You can find the complete lib.rs file in the accompanying GitHub repository.

Running the Extension

Where pgrx truly shines is in all the heavy lifting it does for you. It leverages the cargo command. To initialise the extension, run:

cargo pgrx init

This downloads and prepares PostgreSQL source code for versions 12 to 16 (at the time of writing). After a bit of waiting (hopefully successfully, if you have all the system dependencies), run the extension:

cargo pgrx run

You'll get a psql prompt for a dedicated PostgreSQL instance. Create and use the extension:

CREATE EXTENSION pg_sysload;

Now you can try the newly exposed function:

SELECT sys_loadavg();
   sys_loadavg
------------------
 {1.17, 0.57, 0.32}
(1 row)

And that's all. Your very first PostgreSQL extension is working.

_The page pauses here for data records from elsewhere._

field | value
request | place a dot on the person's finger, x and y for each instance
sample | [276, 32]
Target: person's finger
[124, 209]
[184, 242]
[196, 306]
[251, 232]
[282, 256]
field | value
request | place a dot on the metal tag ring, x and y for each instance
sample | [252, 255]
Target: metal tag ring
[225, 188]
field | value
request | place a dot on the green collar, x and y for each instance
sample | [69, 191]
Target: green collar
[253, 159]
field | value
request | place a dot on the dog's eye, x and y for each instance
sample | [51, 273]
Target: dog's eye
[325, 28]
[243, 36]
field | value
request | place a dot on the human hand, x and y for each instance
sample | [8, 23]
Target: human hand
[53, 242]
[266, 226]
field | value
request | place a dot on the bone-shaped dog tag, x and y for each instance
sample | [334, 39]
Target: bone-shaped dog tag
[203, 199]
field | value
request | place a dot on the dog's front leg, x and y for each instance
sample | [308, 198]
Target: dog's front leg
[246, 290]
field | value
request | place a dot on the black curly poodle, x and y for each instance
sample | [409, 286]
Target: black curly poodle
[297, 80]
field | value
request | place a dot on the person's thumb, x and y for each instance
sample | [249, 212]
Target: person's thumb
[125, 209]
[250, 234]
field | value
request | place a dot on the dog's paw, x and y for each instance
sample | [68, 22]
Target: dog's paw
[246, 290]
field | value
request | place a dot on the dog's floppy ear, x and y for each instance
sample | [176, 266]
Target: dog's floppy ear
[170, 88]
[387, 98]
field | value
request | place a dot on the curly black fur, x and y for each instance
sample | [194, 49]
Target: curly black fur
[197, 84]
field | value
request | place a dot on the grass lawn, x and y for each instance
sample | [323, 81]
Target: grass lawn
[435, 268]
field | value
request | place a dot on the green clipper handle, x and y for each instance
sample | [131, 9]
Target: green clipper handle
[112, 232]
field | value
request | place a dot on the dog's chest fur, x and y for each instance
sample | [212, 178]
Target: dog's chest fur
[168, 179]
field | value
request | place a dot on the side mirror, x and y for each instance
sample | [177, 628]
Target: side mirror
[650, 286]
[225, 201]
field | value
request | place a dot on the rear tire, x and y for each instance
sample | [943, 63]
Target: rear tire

Throttling Batch Processing

With the extension ready, let's revisit our original goal: throttling long-running batch data processing. The data from sys_loadavg can be used in various ways:

  • Dynamic Sleep Times: Insert calculated sleep intervals based on the system load.
  • Dynamic Batch Sizes: Adjust the number of rows processed per batch based on available resources.

Here's an example:

-- Sleep for 5 seconds multiplied by the 1-minute load of the system
SELECT pg_sleep((sys_loadavg())[1] * 5);

-- Assume 20 cores and for each one available, add 100 rows to process
SELECT ... LIMIT (SELECT (20 - (sys_loadavg())[1])::int * 100);

This allows you to fine-tune processing for unsupervised operation, automatically adapting to the current system load.

Conclusion

And there you have it! You've just built your first PostgreSQL extension using Rust and the pgrx framework. I have always found the prospect of writing an extension quite daunting (probably because I'm long gone from the C-ecosystem), but this wasn't so bad. You've now got a handy tool for monitoring system load, perfect for keeping tabs on how your database processes long-running migrations.

This is just scratching the surface. We haven't even touched on the really fun stuff – extending PostgreSQL's internals with custom data types, operators, or indexes. You could build extensions that transform or aggregate data, hook into external APIs, or create background workers, bringing various business logic directly into the database engine. And yes, tapping into the database's core can be a bit risky, and it is always important to assess risks and recovery options. But whatever you choose to create, remember, with pgrx at your side, you've got the power of Rust to keep things safe and sound.